To configure the xml sitemap, navigate to Administer > Site Configuration > XML Sitemap. You can leave the default setting as is. Click on the Search Engine tab and check the box for Log Access. You can add your personal data and verification for Google found in your Webmaster Central control panel.
Lastly, you can add custom urls to your sitemap by clicking on the Additional tab.

When you create your content or vocabularies, you will now have the option to determine the priority as it is added to your sitemap. You also have control over each term and node from the edit pages.
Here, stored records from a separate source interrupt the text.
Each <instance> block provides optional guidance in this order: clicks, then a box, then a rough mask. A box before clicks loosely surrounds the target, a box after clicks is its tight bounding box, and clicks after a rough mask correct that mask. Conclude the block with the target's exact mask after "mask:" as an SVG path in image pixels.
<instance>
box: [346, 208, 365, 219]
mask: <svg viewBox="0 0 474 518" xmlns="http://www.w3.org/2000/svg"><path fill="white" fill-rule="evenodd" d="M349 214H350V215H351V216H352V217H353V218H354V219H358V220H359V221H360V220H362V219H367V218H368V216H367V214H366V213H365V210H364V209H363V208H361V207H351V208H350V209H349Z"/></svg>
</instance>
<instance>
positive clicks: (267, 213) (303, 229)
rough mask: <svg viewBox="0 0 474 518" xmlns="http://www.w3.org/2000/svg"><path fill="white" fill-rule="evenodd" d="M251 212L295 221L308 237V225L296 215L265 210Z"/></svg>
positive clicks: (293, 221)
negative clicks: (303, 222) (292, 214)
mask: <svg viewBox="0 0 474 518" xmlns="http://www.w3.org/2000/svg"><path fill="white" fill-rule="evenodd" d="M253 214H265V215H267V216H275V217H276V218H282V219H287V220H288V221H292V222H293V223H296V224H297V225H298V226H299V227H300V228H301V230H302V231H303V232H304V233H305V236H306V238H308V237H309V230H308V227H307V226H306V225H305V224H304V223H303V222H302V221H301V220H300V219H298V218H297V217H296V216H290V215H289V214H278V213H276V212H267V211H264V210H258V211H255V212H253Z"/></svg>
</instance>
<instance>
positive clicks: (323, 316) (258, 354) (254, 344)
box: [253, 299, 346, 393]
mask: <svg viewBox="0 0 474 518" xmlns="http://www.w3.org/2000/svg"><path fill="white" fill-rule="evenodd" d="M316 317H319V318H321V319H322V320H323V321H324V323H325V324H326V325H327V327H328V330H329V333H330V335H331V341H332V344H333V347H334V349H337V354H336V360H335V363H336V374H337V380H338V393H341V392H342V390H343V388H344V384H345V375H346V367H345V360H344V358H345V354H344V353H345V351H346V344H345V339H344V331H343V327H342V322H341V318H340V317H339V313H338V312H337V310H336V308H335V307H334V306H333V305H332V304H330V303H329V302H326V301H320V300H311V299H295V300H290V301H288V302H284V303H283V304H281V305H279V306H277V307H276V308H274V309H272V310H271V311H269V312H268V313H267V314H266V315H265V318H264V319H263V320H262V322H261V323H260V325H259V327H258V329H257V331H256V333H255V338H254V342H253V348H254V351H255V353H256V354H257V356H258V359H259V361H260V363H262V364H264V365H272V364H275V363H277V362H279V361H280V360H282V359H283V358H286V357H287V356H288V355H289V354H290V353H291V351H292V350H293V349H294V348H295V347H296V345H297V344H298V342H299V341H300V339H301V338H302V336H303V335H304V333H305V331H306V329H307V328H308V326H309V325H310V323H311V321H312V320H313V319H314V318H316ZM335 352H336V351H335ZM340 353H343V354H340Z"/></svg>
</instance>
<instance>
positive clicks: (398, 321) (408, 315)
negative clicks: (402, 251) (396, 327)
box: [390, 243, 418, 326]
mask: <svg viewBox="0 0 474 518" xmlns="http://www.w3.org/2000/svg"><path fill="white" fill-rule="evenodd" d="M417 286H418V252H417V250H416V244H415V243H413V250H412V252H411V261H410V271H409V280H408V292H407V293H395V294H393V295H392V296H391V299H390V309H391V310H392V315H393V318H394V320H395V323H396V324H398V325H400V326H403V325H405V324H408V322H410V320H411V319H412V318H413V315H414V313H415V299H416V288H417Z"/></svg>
Your sitemap will be located at http://www.yoursite.com/sitemap.xml. For visual purposes, Drupal will generate the map using CSS. However, with the latest version, I get an error message in Firefox that states, Error loading stylesheet: An XSLT stylesheet does not have an XML mimetype: (only when I access it without the www).It is viewable as a table in Internet Explorer.

Make sure you have a good look at the urls being generated in the sitemap. It's a good idea to remove pages that you are disallowing in your drupal robots.txt file. You can do this by selecting "not is sitemap" under the priority field in the sitemap settings that are located at the bottom of each node edit page. You can also remove pages by content type and taxonomy.

Here's another thing to watch out for. Make sure that none of the urls that you are using 301 Redirect/Mod Rewrite are present in your xml sitemap. For example, on this site, I have the top level taxonomy pages redirecting to the parent book page that represents each category. However, I also had the term pages in the sitemap. With these settings, it returned a warning message in my Google webmaster tools dashboard that told me to remove the redirecting url and replace it with the destination url.

about Weight module

At the weight module your read

"Users are encouraged to use CCK and views instead of this module."

Is possible to achieve the same result with views and CCK?

manoloka | Fri, 02/22/2008 - 20:44

The Weight module is

The Weight module is different than the Module Weight module. What Module Weight does is order the execution of your modules and is used with XML sitemap to make sure that you pathauto alias are generated in your sitemap. Otherwise, the sitemap would display the original node/### style urls.

The Weight module is used to order node types which can also be accomplished with CCK and Views.

Michelle | Sat, 02/23/2008 - 03:55

I see, my mistake :-( Thanks

I see, my mistake :-(

Thanks

manoloka | Sat, 02/23/2008 - 09:21